Stan Stein, Wahpeton, N.D., Published May 18 2013
Letter: Good results from 80 days of legislative sausage-makingAs the dust settles following the 2013 legislative session, voters from both sides of the aisle should be proud of the work that their elected Republican majorities have done on their behalf.
It may have taken the full 80 days allotted by the constitution, but we have got a lot going on here in North Dakota. In addition, we are served by a collection of independent-minded leaders from all walks of life, and we have an open process that fully allows each and every voice to be heard and every bill to get a vote.
With all that being said, consider this body of work:
- $2.3 billion in transportation infrastructure spending, with the North Dakota Department of Transportation already preparing for its most ambitious construction year ever.
- $1.1 billion of additional funding specifically for oil-impacted counties to help address oil-related infrastructure, public safety, housing and other needs.
- $850 million of property tax relief, including $656 million of increased education funding.
- $250 million of income tax cuts.
- Historic levels of human services spending to expand protection for the most vulnerable of state residents.

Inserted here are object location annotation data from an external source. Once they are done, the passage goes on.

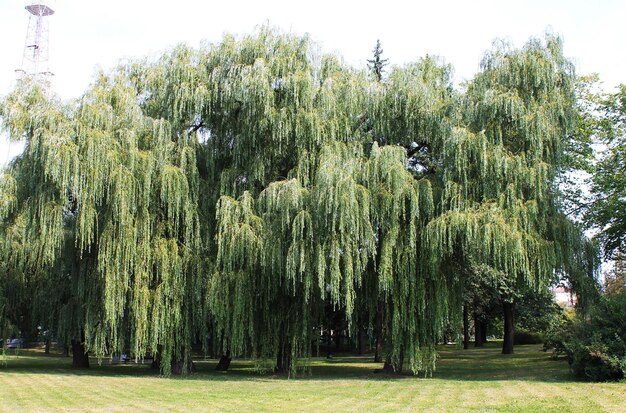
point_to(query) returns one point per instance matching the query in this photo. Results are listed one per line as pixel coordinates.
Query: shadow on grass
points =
(528, 363)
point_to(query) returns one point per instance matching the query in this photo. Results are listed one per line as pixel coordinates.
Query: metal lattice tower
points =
(36, 49)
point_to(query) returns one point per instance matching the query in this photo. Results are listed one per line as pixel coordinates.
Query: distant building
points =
(564, 297)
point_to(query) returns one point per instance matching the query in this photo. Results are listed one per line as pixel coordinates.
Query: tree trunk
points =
(483, 331)
(224, 362)
(509, 328)
(378, 355)
(465, 328)
(80, 358)
(283, 361)
(478, 332)
(362, 338)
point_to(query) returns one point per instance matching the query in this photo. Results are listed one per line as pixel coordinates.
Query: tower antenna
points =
(36, 48)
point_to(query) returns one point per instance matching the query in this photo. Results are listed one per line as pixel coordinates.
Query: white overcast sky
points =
(85, 34)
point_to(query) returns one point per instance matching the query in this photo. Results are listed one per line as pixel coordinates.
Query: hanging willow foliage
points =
(240, 189)
(499, 200)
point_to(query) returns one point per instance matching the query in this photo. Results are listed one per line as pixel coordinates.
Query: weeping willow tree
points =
(106, 208)
(238, 191)
(500, 203)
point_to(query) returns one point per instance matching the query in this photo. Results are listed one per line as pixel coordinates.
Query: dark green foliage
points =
(377, 63)
(596, 347)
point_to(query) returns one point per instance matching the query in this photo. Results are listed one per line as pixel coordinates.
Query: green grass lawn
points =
(475, 380)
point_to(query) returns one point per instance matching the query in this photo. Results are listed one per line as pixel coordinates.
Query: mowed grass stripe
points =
(475, 380)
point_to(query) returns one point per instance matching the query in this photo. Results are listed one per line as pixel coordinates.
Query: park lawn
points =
(475, 380)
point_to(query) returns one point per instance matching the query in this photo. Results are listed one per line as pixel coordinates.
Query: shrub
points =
(596, 348)
(527, 337)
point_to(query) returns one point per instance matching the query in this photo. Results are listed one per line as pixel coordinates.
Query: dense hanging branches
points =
(228, 196)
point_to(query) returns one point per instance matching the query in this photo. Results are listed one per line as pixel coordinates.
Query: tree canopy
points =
(225, 196)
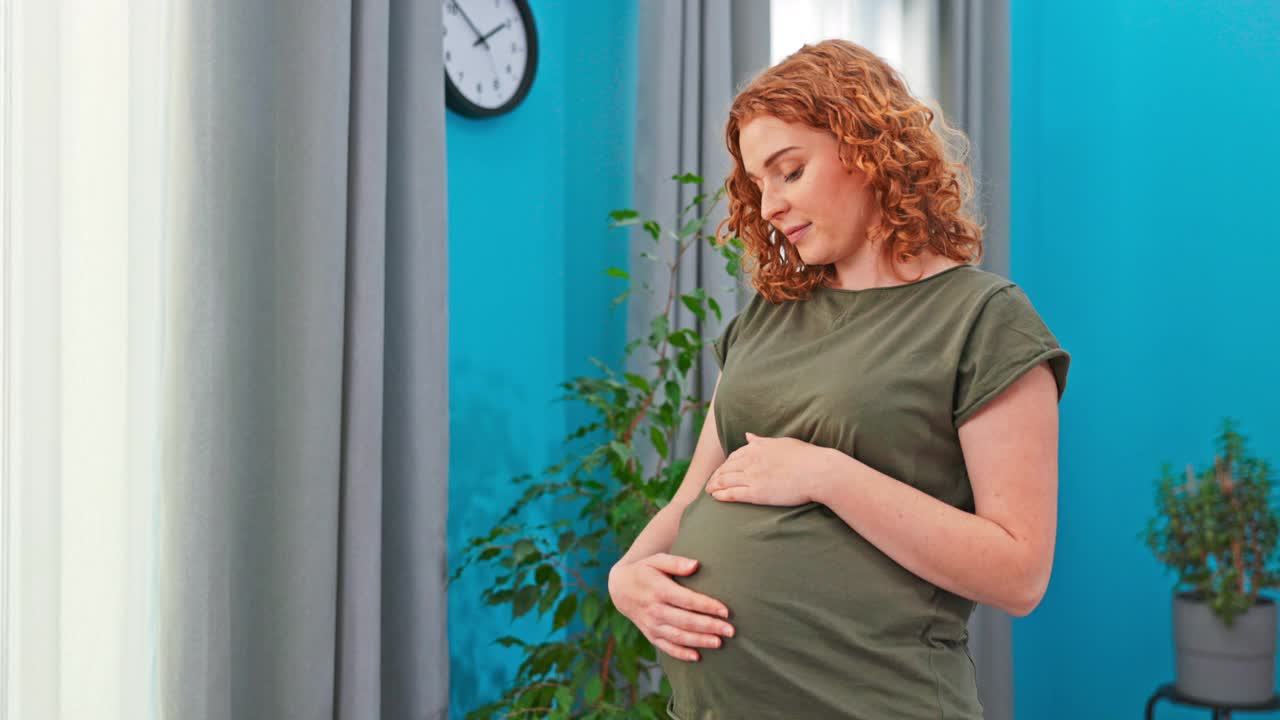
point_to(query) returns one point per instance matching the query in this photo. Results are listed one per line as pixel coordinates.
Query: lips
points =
(796, 232)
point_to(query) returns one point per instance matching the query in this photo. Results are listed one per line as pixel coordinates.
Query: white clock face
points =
(485, 49)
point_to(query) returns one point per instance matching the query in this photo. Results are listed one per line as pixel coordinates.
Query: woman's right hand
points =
(672, 616)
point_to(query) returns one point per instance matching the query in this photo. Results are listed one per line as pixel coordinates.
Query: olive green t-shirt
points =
(828, 627)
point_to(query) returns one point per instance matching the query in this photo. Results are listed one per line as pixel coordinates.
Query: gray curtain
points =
(974, 95)
(694, 55)
(305, 384)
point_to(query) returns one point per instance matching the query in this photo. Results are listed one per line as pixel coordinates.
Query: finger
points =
(685, 638)
(725, 477)
(672, 564)
(736, 478)
(680, 596)
(731, 495)
(693, 621)
(675, 651)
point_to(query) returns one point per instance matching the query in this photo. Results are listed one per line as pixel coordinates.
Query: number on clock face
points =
(484, 49)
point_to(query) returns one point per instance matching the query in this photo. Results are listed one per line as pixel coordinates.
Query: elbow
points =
(1028, 595)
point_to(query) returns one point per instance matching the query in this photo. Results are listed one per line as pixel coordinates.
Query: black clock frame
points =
(458, 103)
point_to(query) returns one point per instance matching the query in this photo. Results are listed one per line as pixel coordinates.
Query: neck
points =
(869, 268)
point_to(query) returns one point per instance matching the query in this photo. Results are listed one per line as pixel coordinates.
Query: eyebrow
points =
(775, 156)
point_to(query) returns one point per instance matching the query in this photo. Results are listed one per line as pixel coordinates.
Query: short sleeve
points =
(726, 338)
(1008, 340)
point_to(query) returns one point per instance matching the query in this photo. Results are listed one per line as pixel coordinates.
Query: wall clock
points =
(490, 54)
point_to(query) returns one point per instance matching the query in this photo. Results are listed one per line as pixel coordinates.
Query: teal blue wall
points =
(529, 197)
(1144, 163)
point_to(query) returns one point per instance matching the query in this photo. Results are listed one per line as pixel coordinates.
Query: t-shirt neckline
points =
(892, 287)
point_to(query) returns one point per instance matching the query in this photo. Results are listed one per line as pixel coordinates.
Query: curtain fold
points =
(229, 429)
(693, 57)
(974, 94)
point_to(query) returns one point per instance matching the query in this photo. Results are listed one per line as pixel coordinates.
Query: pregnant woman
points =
(881, 450)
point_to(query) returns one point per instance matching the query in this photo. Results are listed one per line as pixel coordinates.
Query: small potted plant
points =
(1217, 532)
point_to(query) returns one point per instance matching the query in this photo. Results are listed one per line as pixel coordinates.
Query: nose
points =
(772, 204)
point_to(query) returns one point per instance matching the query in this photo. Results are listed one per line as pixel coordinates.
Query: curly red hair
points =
(881, 130)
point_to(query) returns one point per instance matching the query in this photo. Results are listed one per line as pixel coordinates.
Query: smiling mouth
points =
(798, 233)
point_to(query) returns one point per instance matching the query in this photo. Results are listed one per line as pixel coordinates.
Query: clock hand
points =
(458, 8)
(488, 35)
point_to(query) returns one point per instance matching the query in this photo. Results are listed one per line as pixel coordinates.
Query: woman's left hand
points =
(781, 472)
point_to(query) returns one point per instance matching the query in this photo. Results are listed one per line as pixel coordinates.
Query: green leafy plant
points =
(603, 664)
(1217, 531)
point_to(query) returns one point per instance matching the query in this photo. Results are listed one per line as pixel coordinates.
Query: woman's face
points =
(805, 192)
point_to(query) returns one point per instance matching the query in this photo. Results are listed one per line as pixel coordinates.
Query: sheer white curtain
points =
(82, 181)
(904, 32)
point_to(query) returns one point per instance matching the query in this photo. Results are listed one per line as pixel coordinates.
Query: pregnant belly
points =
(807, 595)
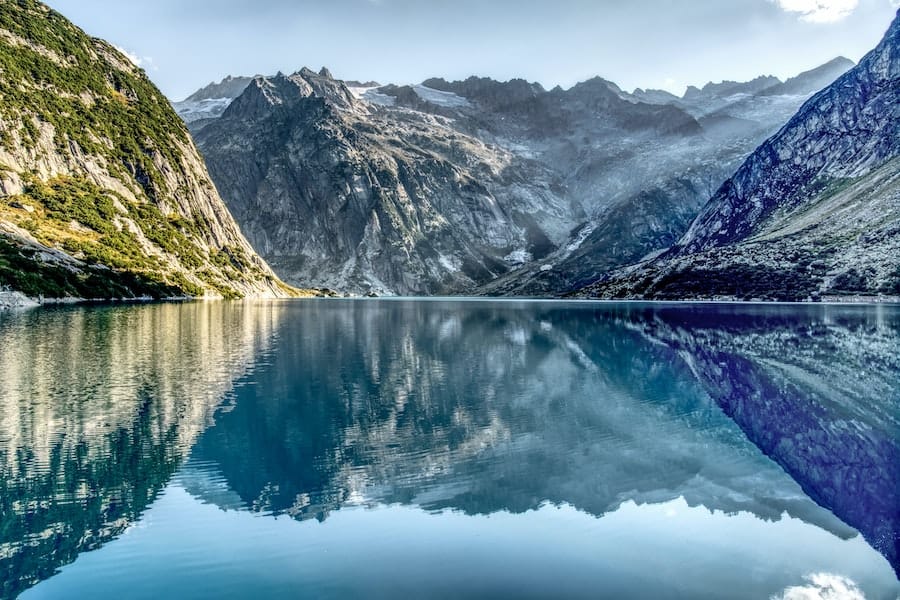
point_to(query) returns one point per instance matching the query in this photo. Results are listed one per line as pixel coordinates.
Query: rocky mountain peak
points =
(843, 131)
(287, 91)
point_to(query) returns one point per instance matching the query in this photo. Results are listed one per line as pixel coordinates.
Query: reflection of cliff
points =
(820, 396)
(97, 409)
(483, 407)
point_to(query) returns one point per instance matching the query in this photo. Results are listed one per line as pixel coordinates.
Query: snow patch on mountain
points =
(445, 99)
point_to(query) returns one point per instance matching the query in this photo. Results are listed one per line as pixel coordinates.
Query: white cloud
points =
(823, 586)
(819, 11)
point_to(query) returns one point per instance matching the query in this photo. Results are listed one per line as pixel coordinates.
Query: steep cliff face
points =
(102, 193)
(815, 210)
(476, 185)
(348, 195)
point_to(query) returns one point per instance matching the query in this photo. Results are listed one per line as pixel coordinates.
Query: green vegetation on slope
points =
(106, 173)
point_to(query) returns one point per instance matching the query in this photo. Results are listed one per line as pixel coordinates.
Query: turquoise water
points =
(449, 449)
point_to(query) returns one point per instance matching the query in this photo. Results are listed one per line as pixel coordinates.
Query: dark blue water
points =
(450, 449)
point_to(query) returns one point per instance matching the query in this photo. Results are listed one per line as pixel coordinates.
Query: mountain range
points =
(102, 191)
(813, 213)
(474, 186)
(767, 189)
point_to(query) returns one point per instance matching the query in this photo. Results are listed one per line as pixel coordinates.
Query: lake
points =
(450, 449)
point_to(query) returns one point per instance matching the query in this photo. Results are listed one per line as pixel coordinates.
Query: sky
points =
(666, 44)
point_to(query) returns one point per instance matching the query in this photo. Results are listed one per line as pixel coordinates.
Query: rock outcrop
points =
(102, 192)
(474, 186)
(813, 212)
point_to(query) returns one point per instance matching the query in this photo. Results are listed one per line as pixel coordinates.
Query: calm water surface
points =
(450, 449)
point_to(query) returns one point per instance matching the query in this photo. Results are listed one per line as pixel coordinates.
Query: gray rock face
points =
(474, 186)
(104, 184)
(814, 211)
(336, 193)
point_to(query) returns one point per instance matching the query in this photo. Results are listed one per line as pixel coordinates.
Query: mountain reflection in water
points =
(453, 407)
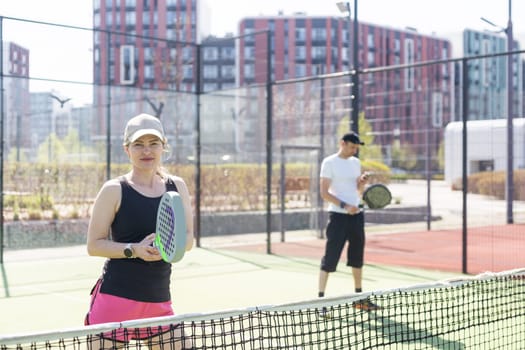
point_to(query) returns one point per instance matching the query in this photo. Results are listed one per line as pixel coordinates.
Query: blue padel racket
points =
(171, 228)
(377, 196)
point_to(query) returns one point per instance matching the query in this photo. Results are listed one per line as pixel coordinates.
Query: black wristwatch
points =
(128, 251)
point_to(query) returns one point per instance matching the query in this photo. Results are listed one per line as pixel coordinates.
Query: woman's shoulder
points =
(112, 185)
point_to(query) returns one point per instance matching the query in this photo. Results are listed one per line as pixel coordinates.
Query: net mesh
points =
(486, 311)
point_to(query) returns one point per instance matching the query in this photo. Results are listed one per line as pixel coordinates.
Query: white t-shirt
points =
(343, 174)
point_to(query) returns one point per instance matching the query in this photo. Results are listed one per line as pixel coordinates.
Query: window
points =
(210, 72)
(300, 34)
(249, 71)
(318, 52)
(228, 52)
(300, 70)
(210, 53)
(127, 64)
(130, 18)
(249, 52)
(409, 59)
(300, 53)
(227, 71)
(319, 34)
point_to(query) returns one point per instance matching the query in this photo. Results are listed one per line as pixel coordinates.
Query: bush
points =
(492, 183)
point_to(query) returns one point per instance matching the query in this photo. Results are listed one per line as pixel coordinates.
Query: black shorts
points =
(340, 229)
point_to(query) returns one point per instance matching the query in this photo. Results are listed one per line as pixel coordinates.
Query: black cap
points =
(352, 137)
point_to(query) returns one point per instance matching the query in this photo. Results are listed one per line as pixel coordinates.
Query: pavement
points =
(48, 288)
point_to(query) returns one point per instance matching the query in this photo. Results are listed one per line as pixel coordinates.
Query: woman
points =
(135, 282)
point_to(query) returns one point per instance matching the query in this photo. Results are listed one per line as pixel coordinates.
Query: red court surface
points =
(491, 248)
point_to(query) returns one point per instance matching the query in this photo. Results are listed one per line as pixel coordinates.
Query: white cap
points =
(143, 124)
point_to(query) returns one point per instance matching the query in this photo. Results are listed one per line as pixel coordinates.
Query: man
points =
(342, 183)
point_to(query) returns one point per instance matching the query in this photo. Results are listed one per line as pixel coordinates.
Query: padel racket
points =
(377, 196)
(170, 237)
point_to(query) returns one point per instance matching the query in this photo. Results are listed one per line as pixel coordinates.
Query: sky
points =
(442, 18)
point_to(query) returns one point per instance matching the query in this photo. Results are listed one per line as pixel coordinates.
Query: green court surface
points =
(48, 289)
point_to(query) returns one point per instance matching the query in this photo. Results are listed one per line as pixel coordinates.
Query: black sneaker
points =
(324, 313)
(365, 304)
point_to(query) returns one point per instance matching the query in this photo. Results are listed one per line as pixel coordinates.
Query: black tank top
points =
(136, 279)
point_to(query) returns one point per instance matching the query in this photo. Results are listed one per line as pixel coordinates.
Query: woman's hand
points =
(146, 250)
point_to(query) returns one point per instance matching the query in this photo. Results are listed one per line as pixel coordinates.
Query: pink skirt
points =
(106, 308)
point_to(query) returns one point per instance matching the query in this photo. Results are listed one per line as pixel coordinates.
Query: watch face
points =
(128, 253)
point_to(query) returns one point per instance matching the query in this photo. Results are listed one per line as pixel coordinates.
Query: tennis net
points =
(484, 311)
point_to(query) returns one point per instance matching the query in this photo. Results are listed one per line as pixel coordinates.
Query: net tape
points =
(484, 311)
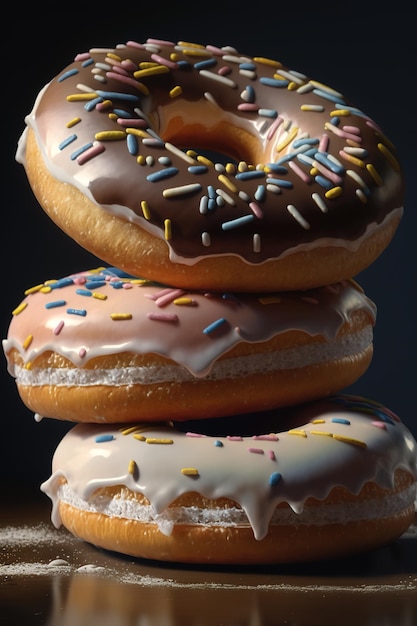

- Flood control and expanded rebuilding loan programs, water supply investments, increased DUI penalties, flaring-reduction legislation, and billions of dollars in reserve to prepare for the worst.
Not bad for 80 days of sausage-making.
Of course, the critics are already out in force. For some, it was too much spending. But remember that North Dakota’s economy has doubled in 10 years. With nation-leading growth and opportunity come challenges, and our Republican leaders made historic strides in responsibly addressing those needs, while still providing various forms of tax relief and maintaining and expanding reserves for the future.
For others, tax relief did not come in their form of choice, or it didn’t go far enough. Note again the big picture. Most states are pinching pennies just to stay above water, and tax relief of any kind is a fairy tale. We need to look no farther than one state to the east for a case study in that alternative reality where Democrat majorities rule, tax increases and over-regulation stifle job creation, and newly proposed income tax brackets are among the highest in the nation.
No bill or law or process is ever perfect, and as North Dakota continues to grow and prosper, more challenges will undoubtedly emerge, and more reforms will be needed. But thanks to strong Republican leadership in the governor’s office and the Legislature during the 2013 session, North Dakota is making historic strides in addressing the state’s immediate needs while building a solid foundation for the future.
Stein is chairman, North Dakota Republican Party.